Beitrag von colibri-loislane 07.09.08 - 09:26 Uhr

Hallo Zottel,

das ist so wie es geschrieben ist nicht nur rassistisch sonder auch verboten:)
Das AGG (Allgemeine Gleichbehandlungsgesetz) hat da seit kurzem einen Riegel vorgeschoben.
türkisch-sprachig/ hervoragende türkisch-Kenntnisse wäre neutral und i.O.

Manchmal ist es aber gar kein böser Wille, manche wissen nicht wie man eine anständige Stellenanzeige formuliert!

Netten Tag noch
Lois

Beitrag von hsicks 07.09.08 - 11:09 Uhr

Hallo,

ich sehe das nicht als Problem, sondern schließe mich der Meinung derer an, die vermuten, dass es sich um ein türkisches Geschäft mit überwiegend türkischem Publikum ist. Da hat eine Türkin nicht nur sprachlich unbedingt Vorteile, sondern sie kennt natürlich auch die türkischen Spezialitäten besser.

Also eindeutig kein Rassismus .

Gruß,
Heike

PS : Ich selbst und meine langjährige Kollegin bekamen im Geschäft unsere Dienststundenzahl gekürzt - angeblich , weil es zu teuer für die Chefin wurde - und nun setzte man uns eine russlanddeutsche Kollegin für 5 Stunden pro Woche vor die Nase ( das sind mehr Stunden als die vorher eingesparten ) - angeblich, weil sie durch ihre sprachlichen Vorteile russlanddeutsche Kunden anzieht. Da kann man schon eher von Diskriminierung sprechen, denn dann hätte man uns deutschen Mitarbeiterinnen nicht aus " Kostengründen " die Stunden kürzen dürfen....aber was soll´s , ich habe dort eh gekündigt....

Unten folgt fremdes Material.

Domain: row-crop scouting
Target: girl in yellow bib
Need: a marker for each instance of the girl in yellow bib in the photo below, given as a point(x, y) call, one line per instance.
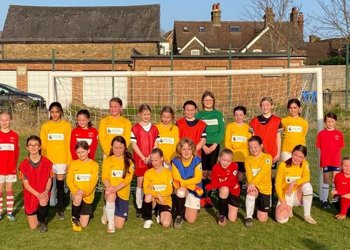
point(117, 173)
point(81, 179)
point(237, 135)
point(258, 171)
point(157, 187)
point(168, 134)
point(294, 129)
point(55, 137)
point(293, 186)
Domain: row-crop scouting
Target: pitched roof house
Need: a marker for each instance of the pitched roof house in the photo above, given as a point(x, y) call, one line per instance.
point(92, 28)
point(216, 36)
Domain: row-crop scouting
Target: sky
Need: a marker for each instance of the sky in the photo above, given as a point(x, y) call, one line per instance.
point(170, 10)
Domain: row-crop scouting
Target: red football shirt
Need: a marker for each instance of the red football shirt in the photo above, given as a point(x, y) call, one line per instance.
point(90, 135)
point(221, 177)
point(9, 153)
point(37, 178)
point(145, 141)
point(330, 143)
point(342, 183)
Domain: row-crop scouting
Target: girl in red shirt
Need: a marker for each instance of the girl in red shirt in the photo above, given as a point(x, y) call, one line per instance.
point(342, 188)
point(9, 153)
point(224, 178)
point(36, 174)
point(144, 137)
point(84, 132)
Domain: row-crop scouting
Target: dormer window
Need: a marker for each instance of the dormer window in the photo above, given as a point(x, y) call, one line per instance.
point(235, 28)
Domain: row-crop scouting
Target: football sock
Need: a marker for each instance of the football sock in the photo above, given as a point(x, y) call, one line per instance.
point(9, 201)
point(250, 205)
point(180, 206)
point(138, 197)
point(76, 212)
point(307, 198)
point(110, 207)
point(53, 195)
point(204, 183)
point(147, 210)
point(60, 194)
point(42, 213)
point(344, 205)
point(325, 192)
point(222, 206)
point(1, 203)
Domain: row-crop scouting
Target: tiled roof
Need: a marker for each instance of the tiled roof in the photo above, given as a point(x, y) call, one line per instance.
point(82, 24)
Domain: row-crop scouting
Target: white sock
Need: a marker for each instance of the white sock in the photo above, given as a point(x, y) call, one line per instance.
point(325, 192)
point(307, 198)
point(250, 205)
point(139, 196)
point(53, 196)
point(110, 207)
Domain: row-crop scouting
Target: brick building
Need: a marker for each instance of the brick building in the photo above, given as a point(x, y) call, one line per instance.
point(216, 36)
point(83, 38)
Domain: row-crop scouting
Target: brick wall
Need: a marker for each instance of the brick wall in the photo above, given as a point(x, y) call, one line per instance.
point(158, 91)
point(76, 51)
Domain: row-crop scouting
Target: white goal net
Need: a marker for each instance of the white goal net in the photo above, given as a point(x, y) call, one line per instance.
point(93, 90)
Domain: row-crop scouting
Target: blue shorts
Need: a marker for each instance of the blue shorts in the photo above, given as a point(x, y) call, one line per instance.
point(241, 167)
point(330, 169)
point(121, 208)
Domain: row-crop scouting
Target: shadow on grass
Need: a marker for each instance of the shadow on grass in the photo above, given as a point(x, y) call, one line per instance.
point(312, 244)
point(18, 203)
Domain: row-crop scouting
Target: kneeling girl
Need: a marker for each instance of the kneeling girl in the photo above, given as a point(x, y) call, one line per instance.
point(81, 179)
point(157, 187)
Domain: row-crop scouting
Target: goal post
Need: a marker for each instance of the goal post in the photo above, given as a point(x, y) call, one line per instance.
point(159, 88)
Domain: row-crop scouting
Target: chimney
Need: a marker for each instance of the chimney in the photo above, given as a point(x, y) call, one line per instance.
point(216, 15)
point(301, 20)
point(269, 17)
point(313, 39)
point(294, 15)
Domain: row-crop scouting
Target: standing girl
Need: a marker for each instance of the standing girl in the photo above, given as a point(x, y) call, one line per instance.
point(294, 129)
point(82, 178)
point(224, 178)
point(237, 135)
point(113, 125)
point(144, 137)
point(117, 173)
point(55, 138)
point(84, 132)
point(168, 134)
point(269, 127)
point(158, 187)
point(187, 174)
point(191, 127)
point(293, 186)
point(9, 153)
point(215, 134)
point(258, 171)
point(36, 174)
point(330, 142)
point(342, 188)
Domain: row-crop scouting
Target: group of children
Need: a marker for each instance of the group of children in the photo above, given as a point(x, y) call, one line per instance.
point(177, 165)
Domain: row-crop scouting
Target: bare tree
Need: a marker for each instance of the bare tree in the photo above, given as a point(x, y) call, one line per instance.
point(255, 10)
point(335, 19)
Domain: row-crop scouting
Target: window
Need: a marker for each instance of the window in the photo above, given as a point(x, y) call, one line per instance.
point(235, 28)
point(272, 75)
point(160, 68)
point(195, 52)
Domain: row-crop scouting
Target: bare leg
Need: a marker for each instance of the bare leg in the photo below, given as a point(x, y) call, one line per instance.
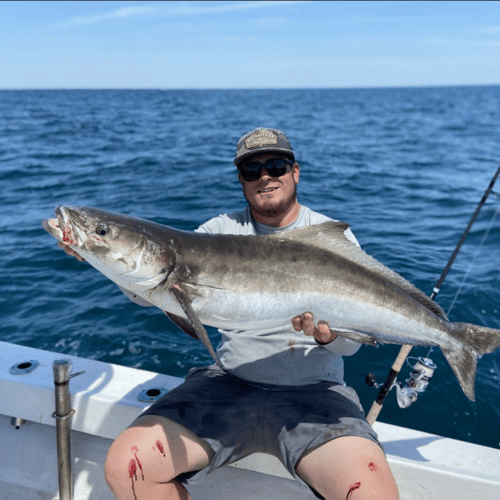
point(348, 468)
point(145, 459)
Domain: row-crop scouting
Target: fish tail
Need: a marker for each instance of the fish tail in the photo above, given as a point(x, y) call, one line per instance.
point(475, 341)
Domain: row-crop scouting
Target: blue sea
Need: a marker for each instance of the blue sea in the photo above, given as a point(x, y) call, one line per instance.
point(405, 167)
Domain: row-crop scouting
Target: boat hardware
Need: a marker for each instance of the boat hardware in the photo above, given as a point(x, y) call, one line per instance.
point(405, 349)
point(24, 367)
point(152, 394)
point(62, 373)
point(420, 377)
point(17, 422)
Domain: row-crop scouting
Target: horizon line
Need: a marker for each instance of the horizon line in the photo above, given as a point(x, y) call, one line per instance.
point(354, 87)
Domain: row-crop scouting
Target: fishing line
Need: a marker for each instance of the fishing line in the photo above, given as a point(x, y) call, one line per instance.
point(478, 249)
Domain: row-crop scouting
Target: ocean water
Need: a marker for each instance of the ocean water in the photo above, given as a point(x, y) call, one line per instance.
point(405, 168)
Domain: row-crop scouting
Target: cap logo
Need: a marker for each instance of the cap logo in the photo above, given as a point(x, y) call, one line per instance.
point(261, 138)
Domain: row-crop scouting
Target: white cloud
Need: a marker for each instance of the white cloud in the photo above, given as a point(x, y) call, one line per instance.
point(178, 9)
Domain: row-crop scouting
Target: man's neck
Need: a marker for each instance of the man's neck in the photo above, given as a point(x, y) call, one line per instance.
point(278, 220)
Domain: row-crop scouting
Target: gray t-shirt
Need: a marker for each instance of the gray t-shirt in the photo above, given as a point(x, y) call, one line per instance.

Beitrag von manavgat 08.09.08 - 10:40 Uhr

Das fällt unter die Antidiskriminierungsrichtlinie der EU.

Fakt ist: Bewirbt sich eine Deutsch mit fließenden Türkischkenntnissen und wird abgelehnt, dann kann sie auf Einstellung klagen.

Sprichst Du Türkisch?

Gruß

manavgat

Beitrag von ruhrpottjunge 08.09.08 - 11:52 Uhr

Ich bin mir sehr sicher, dass das SO nicht geht. Es geht nicht um die Herkunft oder das Geschlecht, sondern um die Fähigkeiten der Bewerber und Bewerberinnen. Und diese Stellenanzeige verstößt gleich gegen zwei Prinzipien: Die Bezeichnung "Türkin" diskriminiert Deutsche und Männer und deutsche Männer gleich doppelt. ;-)

Niemand darf sich aussuchen, ob er einen Mann oder eine Frau sucht, und niemand darf sich die Nationalität aussuchen.

Für den "türkischen Laden", in dem Türkisch-Kenntnisse Voraussetzung wären, müsste man "Verkäufer,-in mit Türkischkenntnissen" suchen. Ob das jetzt eine Türkin ist oder ein junger Deutscher, der fließend Türkisch spricht, ist dann egal."